第三の方法とは夜の説得。この方法こそルリイ先生が長年の貴重な体験から発見された秘法でした。
ルリイ先生のお話によると、女性とは物事を男性のように頭脳で考えるのではなく生理でしか考えぬということです。女房にひそむ女性としての弱点を利用することが必要なのだそうです。一言でいえば女房の理屈に理屈でハムカッてはならない、女房という種族にはいわゆる抽象的な論理は全くわからない。彼女たちはいわゆる男性の理屈が、実感をもって納得できぬようにできているのだ、と先生はおっしゃいました。
「要するにバカなのですか」とぼくはビックリして訊ねました。
「女房族は……」「バカといえばバカね。弱い頭……」
この女房の弱い頭に物事を説明する時は、一足す一が二であると言いきかしてもそれは無駄である。彼女たちの論理では一足す一が三にも四にもなるのだからだそうです。だから——と先生は声をひそめられました。女にこちらの理屈を納得させるには一つの方法しかない。
それは時間をえらぶこと。統計によると女性が男性の理屈に心から耳を傾けるのは昼間よりも夜だそうです。これはかの有名な女性心理学者コンイデイオ氏も書いていることで、女性は「光の中」より「闇の中」の方が言葉をなるほどと思うという。諸君は女房に何かを説得する場合、昼間をできるだけ避け、夜の時間と闇の時間とをえらぶべきである。「闇の中こそ」と同じ女性研究家のピイピイ氏も語っています。「女が一日のうち、利口になる時である」
ぼくはこの三つの方法のうち三番目のものを非常に思いがけぬもののように思いました。しかしルリイ先生の顔には自信があふれていました。
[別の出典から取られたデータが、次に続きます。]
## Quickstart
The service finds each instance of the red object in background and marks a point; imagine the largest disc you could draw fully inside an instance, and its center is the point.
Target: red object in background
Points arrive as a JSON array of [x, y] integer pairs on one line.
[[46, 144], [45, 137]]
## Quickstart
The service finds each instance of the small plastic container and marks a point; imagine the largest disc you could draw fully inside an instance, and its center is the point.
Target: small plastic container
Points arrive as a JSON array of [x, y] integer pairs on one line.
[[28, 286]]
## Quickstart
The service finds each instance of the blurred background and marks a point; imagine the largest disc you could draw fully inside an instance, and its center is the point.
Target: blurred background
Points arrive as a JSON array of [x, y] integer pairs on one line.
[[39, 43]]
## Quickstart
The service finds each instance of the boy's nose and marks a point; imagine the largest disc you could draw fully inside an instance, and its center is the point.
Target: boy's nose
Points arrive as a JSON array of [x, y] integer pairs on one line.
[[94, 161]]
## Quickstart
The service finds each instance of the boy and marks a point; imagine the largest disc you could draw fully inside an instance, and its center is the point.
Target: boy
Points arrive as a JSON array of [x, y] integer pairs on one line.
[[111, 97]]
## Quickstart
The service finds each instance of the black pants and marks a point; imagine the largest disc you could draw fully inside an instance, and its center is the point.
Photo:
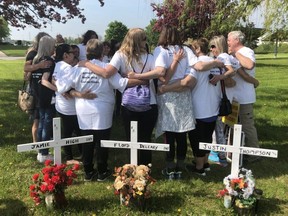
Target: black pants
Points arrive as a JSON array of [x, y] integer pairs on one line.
[[70, 126], [146, 123], [181, 149], [202, 133], [101, 153]]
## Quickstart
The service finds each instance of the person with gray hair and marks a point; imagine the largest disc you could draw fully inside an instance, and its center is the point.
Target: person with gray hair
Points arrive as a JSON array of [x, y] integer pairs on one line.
[[245, 91]]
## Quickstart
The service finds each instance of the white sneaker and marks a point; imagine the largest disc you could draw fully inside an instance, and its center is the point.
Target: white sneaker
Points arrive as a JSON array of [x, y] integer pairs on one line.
[[42, 158]]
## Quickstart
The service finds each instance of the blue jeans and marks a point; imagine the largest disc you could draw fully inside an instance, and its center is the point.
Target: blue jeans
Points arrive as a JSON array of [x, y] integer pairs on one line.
[[45, 128]]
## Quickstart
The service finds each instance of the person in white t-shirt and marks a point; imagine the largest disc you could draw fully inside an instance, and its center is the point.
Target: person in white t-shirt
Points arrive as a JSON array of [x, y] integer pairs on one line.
[[132, 56], [175, 116], [65, 105], [245, 92], [205, 100], [94, 116], [90, 34]]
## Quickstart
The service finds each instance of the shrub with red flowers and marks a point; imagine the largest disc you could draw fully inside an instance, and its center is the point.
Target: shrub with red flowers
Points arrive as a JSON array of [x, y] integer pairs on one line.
[[52, 179]]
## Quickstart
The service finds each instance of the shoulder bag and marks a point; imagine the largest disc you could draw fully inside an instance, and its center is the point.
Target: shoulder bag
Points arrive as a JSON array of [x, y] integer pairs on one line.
[[137, 98], [225, 107], [25, 99]]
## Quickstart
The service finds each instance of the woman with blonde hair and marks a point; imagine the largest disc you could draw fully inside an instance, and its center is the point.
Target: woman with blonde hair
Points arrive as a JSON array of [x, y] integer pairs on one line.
[[132, 56]]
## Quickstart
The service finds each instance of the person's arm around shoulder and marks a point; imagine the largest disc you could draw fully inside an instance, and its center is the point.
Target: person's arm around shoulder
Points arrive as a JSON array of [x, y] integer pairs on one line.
[[247, 77], [204, 66], [245, 62], [103, 72], [188, 82]]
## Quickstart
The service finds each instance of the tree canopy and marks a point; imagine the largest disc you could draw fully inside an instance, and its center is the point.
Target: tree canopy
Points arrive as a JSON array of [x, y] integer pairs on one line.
[[116, 31], [4, 30], [20, 13]]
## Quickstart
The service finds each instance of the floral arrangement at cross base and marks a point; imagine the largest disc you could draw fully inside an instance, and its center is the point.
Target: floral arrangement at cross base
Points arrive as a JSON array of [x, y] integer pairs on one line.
[[132, 184], [240, 190], [50, 184]]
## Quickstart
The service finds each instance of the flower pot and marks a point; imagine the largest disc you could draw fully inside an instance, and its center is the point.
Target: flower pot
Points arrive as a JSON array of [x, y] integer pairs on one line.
[[227, 201], [245, 210], [56, 200]]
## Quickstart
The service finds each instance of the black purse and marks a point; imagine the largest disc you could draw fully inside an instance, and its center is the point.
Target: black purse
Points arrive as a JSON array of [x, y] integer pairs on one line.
[[225, 107]]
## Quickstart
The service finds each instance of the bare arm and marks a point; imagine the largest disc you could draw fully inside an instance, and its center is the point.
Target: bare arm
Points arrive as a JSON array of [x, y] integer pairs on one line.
[[155, 73], [184, 84], [247, 77], [245, 62], [85, 94], [172, 68], [134, 82], [103, 72], [29, 67], [229, 72], [204, 66], [46, 83]]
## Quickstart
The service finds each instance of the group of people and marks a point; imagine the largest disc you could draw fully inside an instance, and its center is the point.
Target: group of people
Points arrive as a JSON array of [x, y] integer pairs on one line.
[[183, 83]]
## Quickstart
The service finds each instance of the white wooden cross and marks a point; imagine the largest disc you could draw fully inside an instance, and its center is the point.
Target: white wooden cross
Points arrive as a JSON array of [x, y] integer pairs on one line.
[[237, 149], [56, 143], [133, 145]]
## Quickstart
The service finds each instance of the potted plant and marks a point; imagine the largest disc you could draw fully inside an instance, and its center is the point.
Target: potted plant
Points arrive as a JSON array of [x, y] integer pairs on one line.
[[50, 184], [132, 184], [241, 191]]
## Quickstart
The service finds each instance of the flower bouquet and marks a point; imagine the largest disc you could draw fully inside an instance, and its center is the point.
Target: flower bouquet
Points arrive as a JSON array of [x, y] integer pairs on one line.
[[132, 184], [50, 184], [240, 190]]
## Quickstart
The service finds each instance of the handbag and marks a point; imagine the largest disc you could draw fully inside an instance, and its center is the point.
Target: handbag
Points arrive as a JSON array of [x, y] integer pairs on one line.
[[25, 99], [225, 107], [137, 98]]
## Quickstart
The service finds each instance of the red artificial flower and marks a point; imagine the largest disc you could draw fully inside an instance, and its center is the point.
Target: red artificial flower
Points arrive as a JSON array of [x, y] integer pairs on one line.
[[55, 179], [32, 187], [51, 187], [35, 177], [69, 181], [76, 167], [48, 162], [33, 194], [47, 170], [46, 178], [43, 188], [222, 192], [69, 173]]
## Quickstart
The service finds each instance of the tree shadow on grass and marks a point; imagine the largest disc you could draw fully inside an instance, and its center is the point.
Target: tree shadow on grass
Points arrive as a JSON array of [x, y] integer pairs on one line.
[[13, 207]]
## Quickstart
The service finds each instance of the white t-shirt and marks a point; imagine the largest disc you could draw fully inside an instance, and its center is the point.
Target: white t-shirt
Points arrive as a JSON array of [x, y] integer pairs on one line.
[[205, 96], [63, 105], [226, 60], [82, 52], [93, 114], [163, 57], [244, 92], [119, 61]]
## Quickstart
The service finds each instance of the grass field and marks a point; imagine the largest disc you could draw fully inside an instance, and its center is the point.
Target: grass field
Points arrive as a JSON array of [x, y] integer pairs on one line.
[[193, 195]]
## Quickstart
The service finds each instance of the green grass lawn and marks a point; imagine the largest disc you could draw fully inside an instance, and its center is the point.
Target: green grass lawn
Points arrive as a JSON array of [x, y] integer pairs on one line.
[[193, 195]]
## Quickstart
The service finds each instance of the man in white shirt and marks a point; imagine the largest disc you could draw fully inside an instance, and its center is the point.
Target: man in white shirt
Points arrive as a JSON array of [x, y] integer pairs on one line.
[[244, 91]]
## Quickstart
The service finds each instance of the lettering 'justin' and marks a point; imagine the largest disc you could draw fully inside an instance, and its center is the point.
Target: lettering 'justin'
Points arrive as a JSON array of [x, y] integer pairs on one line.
[[41, 145]]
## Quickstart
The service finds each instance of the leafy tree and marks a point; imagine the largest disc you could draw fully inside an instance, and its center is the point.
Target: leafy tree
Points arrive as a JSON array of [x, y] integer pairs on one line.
[[20, 13], [4, 29], [192, 18], [206, 18], [115, 31], [152, 35]]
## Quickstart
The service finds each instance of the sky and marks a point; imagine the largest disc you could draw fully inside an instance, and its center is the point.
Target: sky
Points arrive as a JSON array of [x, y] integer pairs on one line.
[[132, 13]]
「ホントです。信じて下さい」先生は大きく肯きながら繰りかえしました。
「実行してください。実行して下さい」
諸君も早速実行して頂きたい。ぼくはこの三つの方法を巴里の在留邦人や仏人の亭主に教えましたが、そのうち、七十五パーセントまでの方から驚くべき効果があったと感謝されている始末です。